Arie Rachmadi, Peneliti Senior Badan Riset dan Inovasi Nasional (BRIN), mengungkapkan CPO jadi salah satu bahan baku terbanyak untuk bisa memproduksi biofuel dengan data yang ada produksi sekitar 50 juta ton CPO per tahun dan lahan seluas 17 hektar (ha).

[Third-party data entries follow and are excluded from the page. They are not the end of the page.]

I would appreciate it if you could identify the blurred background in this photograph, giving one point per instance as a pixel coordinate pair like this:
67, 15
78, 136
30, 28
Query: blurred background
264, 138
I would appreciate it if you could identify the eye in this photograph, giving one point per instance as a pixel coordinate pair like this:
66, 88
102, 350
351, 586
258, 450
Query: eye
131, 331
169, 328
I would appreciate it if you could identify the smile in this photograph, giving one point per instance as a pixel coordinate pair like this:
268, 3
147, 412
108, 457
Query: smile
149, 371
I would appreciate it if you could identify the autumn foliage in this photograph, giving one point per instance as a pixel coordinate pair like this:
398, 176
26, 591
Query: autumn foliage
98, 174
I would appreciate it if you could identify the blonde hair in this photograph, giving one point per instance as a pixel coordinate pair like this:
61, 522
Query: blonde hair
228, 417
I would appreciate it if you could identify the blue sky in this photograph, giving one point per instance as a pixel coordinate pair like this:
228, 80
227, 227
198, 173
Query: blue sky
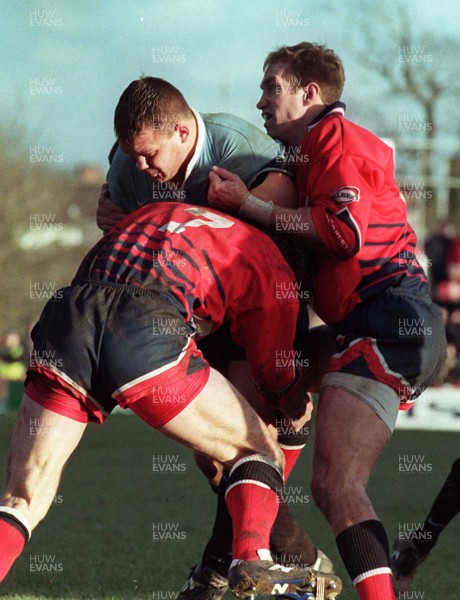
85, 53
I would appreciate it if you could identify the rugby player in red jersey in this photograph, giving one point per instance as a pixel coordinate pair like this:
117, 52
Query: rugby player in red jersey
389, 336
123, 333
170, 149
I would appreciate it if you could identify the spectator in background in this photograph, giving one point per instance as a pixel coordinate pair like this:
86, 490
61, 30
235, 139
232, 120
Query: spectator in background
447, 294
436, 248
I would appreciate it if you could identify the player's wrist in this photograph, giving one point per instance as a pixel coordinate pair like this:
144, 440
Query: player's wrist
254, 209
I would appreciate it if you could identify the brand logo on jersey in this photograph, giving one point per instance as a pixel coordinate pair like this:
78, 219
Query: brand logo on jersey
346, 195
280, 588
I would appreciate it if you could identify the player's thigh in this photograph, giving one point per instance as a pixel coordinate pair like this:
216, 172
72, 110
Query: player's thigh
42, 442
219, 422
349, 437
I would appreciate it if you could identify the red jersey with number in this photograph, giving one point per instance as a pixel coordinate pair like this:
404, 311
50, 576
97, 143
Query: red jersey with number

Skema untuk memastikan ketahanan pasokan bahan baku sebenarnya sudah diinisiasi dengan baik melalui pembentukan Badan Pengelola Dana Perkebunan Kelapa Sawit (BPDPKS). Menurut Arie dengan adanya BPDPKS dimana dana hasil ekspor dimanfaatkan untuk program biodiesel membuat Indonesia sebenarnya tidak keluarkan dana untuk mengembangkan biofuel. Ini harusnya bisa juga diterapkan pada program biofuel jenis lainnya.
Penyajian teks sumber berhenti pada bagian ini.